TSS results of searches are continuously reviewed to determine if the search results are relevant. Filter terms are incorporated after testing and optimization. Due to the complex and multistep algorithm of TSS, latency is a limitation. The source of the latency has been narrowed down to the ranking and highlighting of interventions and conditions terms. Eliminating these two features was considered, but it was felt that these features were essential to the usefulness of TSS, so a decision was made to keep them. Although TSS is slower than a PubMed Entrez search, most queries take less than 30 seconds or even shorter if the publication date is limited and citations retrieved are fewer. Server optimization is also continuing. Citations obtained through TSS searches were also found to be almost all translational papers and to be “high quality.”

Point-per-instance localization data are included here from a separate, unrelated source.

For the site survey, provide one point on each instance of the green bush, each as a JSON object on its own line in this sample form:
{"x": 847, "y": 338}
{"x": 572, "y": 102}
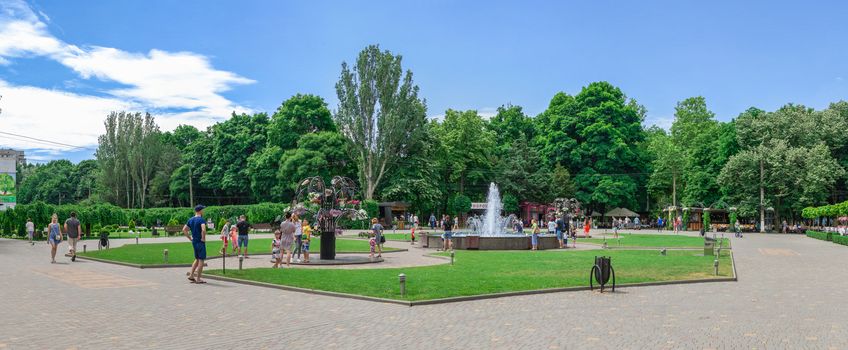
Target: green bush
{"x": 824, "y": 236}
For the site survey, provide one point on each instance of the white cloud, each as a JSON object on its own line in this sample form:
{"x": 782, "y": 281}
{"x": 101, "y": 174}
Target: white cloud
{"x": 180, "y": 87}
{"x": 53, "y": 115}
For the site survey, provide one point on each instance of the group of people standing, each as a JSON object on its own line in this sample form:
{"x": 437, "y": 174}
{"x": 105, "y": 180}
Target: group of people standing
{"x": 56, "y": 233}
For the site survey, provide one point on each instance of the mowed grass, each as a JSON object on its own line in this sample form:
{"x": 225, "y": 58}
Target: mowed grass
{"x": 486, "y": 272}
{"x": 183, "y": 253}
{"x": 657, "y": 241}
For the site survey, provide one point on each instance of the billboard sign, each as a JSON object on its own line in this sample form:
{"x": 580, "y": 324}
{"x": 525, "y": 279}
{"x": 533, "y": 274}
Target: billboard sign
{"x": 8, "y": 191}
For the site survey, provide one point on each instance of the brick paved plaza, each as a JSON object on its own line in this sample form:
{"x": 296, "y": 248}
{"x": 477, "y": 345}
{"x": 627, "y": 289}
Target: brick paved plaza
{"x": 789, "y": 295}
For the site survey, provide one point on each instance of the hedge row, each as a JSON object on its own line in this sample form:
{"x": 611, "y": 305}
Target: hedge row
{"x": 828, "y": 236}
{"x": 14, "y": 220}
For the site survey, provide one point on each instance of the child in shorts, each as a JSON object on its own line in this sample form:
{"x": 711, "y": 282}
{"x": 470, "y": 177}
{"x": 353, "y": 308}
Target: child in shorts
{"x": 306, "y": 239}
{"x": 234, "y": 238}
{"x": 276, "y": 247}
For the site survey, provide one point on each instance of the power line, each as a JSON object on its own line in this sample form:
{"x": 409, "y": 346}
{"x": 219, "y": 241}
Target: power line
{"x": 47, "y": 141}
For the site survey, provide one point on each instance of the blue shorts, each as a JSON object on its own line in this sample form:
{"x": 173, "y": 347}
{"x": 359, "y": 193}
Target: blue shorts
{"x": 199, "y": 250}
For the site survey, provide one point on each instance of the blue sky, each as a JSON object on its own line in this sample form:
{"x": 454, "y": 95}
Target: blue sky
{"x": 64, "y": 64}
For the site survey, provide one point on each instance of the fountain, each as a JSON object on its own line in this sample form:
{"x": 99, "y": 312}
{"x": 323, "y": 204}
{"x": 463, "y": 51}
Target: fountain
{"x": 492, "y": 231}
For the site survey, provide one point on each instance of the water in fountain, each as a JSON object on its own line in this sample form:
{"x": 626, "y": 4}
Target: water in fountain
{"x": 492, "y": 223}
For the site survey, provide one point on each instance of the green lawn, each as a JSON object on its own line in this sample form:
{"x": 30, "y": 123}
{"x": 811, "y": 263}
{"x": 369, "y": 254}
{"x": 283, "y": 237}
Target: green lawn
{"x": 657, "y": 241}
{"x": 182, "y": 252}
{"x": 485, "y": 272}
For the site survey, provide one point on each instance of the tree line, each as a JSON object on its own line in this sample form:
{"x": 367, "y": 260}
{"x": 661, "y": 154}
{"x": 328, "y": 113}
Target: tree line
{"x": 592, "y": 146}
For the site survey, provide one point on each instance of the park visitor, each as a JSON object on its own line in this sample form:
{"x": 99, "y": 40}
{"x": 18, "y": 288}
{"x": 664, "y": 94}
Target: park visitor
{"x": 276, "y": 246}
{"x": 448, "y": 228}
{"x": 54, "y": 237}
{"x": 534, "y": 238}
{"x": 288, "y": 227}
{"x": 30, "y": 227}
{"x": 196, "y": 226}
{"x": 298, "y": 236}
{"x": 243, "y": 229}
{"x": 377, "y": 230}
{"x": 551, "y": 227}
{"x": 72, "y": 229}
{"x": 307, "y": 238}
{"x": 234, "y": 239}
{"x": 225, "y": 237}
{"x": 372, "y": 242}
{"x": 560, "y": 225}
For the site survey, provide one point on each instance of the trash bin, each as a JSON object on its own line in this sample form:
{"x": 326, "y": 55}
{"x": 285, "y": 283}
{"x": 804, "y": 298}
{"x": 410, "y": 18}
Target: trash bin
{"x": 709, "y": 246}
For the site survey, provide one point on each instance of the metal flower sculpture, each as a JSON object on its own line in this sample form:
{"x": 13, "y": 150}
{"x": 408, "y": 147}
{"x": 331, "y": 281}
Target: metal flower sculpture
{"x": 567, "y": 206}
{"x": 327, "y": 204}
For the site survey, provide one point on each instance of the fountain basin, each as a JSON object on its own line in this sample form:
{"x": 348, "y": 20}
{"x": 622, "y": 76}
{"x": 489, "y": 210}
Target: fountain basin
{"x": 502, "y": 242}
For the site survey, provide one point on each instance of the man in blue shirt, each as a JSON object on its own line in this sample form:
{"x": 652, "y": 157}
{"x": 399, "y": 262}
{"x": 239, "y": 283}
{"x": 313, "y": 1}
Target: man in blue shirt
{"x": 197, "y": 226}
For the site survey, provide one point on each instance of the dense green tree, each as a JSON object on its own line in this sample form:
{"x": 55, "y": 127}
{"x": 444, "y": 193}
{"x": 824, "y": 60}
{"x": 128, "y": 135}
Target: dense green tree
{"x": 233, "y": 141}
{"x": 319, "y": 154}
{"x": 465, "y": 155}
{"x": 597, "y": 135}
{"x": 380, "y": 112}
{"x": 297, "y": 116}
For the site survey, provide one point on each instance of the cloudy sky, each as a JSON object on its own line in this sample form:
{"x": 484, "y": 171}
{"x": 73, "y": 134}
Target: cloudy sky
{"x": 64, "y": 65}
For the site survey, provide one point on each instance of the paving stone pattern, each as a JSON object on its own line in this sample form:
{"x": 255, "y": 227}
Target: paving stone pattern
{"x": 790, "y": 294}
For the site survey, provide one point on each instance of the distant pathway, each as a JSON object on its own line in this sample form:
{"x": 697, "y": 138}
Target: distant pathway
{"x": 790, "y": 295}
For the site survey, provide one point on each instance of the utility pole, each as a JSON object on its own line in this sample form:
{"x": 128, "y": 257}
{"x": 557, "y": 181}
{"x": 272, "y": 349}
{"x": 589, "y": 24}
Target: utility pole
{"x": 190, "y": 186}
{"x": 762, "y": 200}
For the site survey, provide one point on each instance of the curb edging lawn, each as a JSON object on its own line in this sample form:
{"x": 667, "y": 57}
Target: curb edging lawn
{"x": 733, "y": 278}
{"x": 161, "y": 266}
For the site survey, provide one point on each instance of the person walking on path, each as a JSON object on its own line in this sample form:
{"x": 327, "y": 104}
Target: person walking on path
{"x": 30, "y": 227}
{"x": 307, "y": 238}
{"x": 534, "y": 238}
{"x": 276, "y": 249}
{"x": 225, "y": 237}
{"x": 54, "y": 237}
{"x": 448, "y": 228}
{"x": 244, "y": 228}
{"x": 298, "y": 237}
{"x": 195, "y": 231}
{"x": 377, "y": 230}
{"x": 72, "y": 229}
{"x": 288, "y": 228}
{"x": 560, "y": 231}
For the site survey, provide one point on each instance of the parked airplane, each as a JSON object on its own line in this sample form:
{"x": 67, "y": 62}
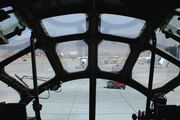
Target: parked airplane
{"x": 82, "y": 60}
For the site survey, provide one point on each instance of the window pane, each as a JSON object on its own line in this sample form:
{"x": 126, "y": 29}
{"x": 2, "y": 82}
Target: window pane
{"x": 164, "y": 70}
{"x": 112, "y": 55}
{"x": 65, "y": 25}
{"x": 168, "y": 45}
{"x": 16, "y": 44}
{"x": 8, "y": 94}
{"x": 73, "y": 55}
{"x": 22, "y": 68}
{"x": 121, "y": 25}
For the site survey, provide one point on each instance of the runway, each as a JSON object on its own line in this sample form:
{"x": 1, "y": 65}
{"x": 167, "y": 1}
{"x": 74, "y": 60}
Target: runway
{"x": 72, "y": 103}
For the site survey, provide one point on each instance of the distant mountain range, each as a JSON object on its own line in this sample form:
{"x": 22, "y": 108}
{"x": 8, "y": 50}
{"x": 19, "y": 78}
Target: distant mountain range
{"x": 106, "y": 47}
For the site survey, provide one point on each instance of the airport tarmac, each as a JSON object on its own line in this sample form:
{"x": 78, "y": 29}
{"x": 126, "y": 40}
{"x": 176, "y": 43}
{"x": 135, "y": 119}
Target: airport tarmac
{"x": 72, "y": 103}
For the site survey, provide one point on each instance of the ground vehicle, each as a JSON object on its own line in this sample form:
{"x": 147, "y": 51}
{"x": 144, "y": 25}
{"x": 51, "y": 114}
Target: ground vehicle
{"x": 114, "y": 84}
{"x": 148, "y": 18}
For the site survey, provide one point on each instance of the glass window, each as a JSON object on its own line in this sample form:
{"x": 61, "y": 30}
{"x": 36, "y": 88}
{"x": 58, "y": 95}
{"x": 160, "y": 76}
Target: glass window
{"x": 73, "y": 55}
{"x": 22, "y": 68}
{"x": 173, "y": 97}
{"x": 168, "y": 45}
{"x": 8, "y": 94}
{"x": 112, "y": 60}
{"x": 121, "y": 25}
{"x": 173, "y": 27}
{"x": 164, "y": 70}
{"x": 16, "y": 44}
{"x": 10, "y": 24}
{"x": 65, "y": 25}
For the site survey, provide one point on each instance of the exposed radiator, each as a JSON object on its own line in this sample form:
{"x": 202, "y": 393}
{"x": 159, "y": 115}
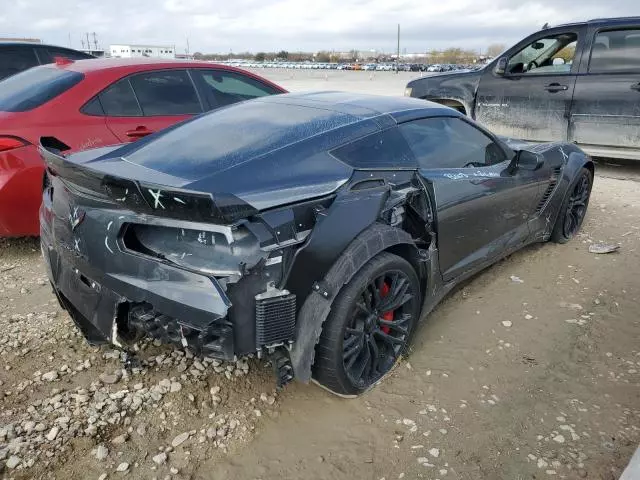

To facilitate review, TSS returns either intervention or conditions first, depending on the term searched. We are continuing to optimize the TSS to decrease search latency. Suggestions are welcome on optimization procedures.

TSS’ biggest advantage is its clinical focus and its capability to concentrate on a condition or intervention of interest, in finding filtered published research identified as promising, novel, and having potential clinical applications. Highlighting relevant terms is also a benefit because it draws the researcher to terms of interest in the abstract so scanning for potential references is quicker.

As anticipated, TSS locates publications that have potential for clinical applications. The more important assessment will be its usefulness to TS researchers. Its ultimate success will come if it leads to an increase in basic science to clinical applications research, especially if it shortens the time from basic research to clinical application.

Conclusion

TSS is a clinically focused tool for discovering possible novel research, therapies, and potential interventions. As intended, this tool retrieves publications that have potential for clinical applications. TSS extracts medical conditions and interventions from PubMed, sorts, and ranks, and then highlights them based on RxNorm and MeSH terms to make it convenient for researches to find prospective clinical interventions.

Disclaimer

The views and opinions of the author expressed herein do not necessarily state or reflect those of the National Library of Medicine, National Institutes of Health, or the US Department of Health and Human Services.

Acknowledgments

This research was supported by the Intramural Research Program of the National Institutes of Health (NIH), National Library of Medicine (NLM) and Lister Hill National Center for Biomedical Communications (LHNCBC).